Ainda assim, mais uma vez somos lembrados de que essa é uma produção independente. Embora conte com o retorno do elenco principal e da equipe técnica do primeiro filme, 1984 não depende do seu antecessor, “Não quero fazer mais de alguma coisa, quero encontrar um novo caminho para outra grande história”, afirmou a diretora. Seu foco está em criar uma narrativa humana e universal, ao que um dos jornalistas do grupo emendou uma pergunta sobre a conversa animada que testemunhamos antes, “vocês estavam discutindo alguma cena?”. “Não”, responde Jenkins sorrindo. “Fico brincando que amo tanto eles. Geralmente você trabalha com as pessoas e diz ‘espero que continuemos amigos’, mas eu os amo. E, sem querer soar brega, mas há algo no que Mulher-Maravilha representa que você acaba buscando em você mesma e em trazer isso para o mundo. É sobre a beleza das coisas e você pensa sobre isso na sua vida. Somos todos muito diferentes e estávamos conversando sobre isso lá, algo mais espiritual”.

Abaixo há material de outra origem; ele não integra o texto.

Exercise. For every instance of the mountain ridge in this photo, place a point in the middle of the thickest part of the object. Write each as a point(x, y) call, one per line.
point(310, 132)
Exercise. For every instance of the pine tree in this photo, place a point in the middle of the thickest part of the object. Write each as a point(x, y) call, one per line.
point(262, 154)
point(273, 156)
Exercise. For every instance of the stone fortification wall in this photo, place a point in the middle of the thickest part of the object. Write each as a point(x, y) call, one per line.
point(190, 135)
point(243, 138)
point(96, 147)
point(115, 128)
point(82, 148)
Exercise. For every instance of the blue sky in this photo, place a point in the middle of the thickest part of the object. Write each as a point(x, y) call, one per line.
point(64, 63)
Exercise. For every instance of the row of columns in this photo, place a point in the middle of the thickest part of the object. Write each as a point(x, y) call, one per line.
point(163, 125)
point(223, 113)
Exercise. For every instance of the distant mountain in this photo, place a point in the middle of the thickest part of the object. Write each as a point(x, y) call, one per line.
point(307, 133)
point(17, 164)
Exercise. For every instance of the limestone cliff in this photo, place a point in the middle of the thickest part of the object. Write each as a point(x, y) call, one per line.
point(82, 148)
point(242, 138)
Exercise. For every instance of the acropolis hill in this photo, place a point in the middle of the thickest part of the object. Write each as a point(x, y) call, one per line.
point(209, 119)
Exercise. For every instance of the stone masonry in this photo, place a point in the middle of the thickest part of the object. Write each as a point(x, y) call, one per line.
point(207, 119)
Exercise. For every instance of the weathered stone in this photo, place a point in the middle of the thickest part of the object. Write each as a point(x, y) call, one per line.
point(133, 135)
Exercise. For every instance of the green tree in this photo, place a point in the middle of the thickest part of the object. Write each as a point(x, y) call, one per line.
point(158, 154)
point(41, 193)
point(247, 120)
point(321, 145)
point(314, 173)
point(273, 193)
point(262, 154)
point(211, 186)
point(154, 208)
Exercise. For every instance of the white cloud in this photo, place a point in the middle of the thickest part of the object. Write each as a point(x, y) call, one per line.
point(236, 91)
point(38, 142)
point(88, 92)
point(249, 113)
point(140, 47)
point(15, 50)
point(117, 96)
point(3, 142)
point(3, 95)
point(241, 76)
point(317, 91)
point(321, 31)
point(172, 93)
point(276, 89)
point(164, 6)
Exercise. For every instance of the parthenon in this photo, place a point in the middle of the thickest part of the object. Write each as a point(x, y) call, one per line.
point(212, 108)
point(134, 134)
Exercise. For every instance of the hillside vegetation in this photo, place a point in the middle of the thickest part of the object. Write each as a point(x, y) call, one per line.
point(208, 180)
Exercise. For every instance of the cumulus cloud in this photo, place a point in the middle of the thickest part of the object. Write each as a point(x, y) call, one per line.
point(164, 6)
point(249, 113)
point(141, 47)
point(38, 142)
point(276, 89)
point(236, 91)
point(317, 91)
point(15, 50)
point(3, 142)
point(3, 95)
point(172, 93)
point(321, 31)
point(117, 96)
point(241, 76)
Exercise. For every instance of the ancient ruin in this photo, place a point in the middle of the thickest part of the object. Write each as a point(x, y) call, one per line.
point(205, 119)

Essa conexão entre diretora e equipe se via refletida por todo o set, até mesmo na forma informal como encontramos Pedro Pascal a caminho da filmagem quando já estávamos prontos para encerrar o dia. O loiro alaranjado da peruca e o terno oitentista o deixavam quase irreconhecível. Sem poder falar muito sobre Maxwell Lord além de que ele seria um ser humano bastante complexo e dono de muitos ternos, o ator contou sobre a pequena infração cometida no início das filmagens, quando acidentalmente divulgou uma imagem com o elenco principal e Jenkins parodiando o Clube dos Cinco. “Não fui punido porque foi um acidente”, contou rindo em defesa própria, “vocês vão me achar muito burro, mas o que aconteceu foi que queria usar os stories do Instagram para colocar um filtro no foto. Só ia colocar o filtro e deletar, mas acidentalmente publiquei a imagem”.
A gafe adorável, porém, fez sucesso entre os fãs e é mais uma prova do entrosamento que deve fazer a diferença em Mulher-Maravilha 1984. Se as cores saturadas da fotografia de Matthew Jensen já apontam para um filme mais leve e animado, o clima no set deixava claro que toda a sensibilidade necessária a uma trama sobre desejo e aprendizado estava nas pessoas trabalhando para que aquelas ideias tomassem forma. Quase dois anos depois desse dia ensolarado em Londres, encaramos uma realidade sombria e é reconfortante pensar que, quando não houver mais qualquer risco para se voltar aos cinemas, Mulher-Maravilha estará lá, pronta para nos relembrar a beleza da verdade e do amor que se perdeu nesse tempo.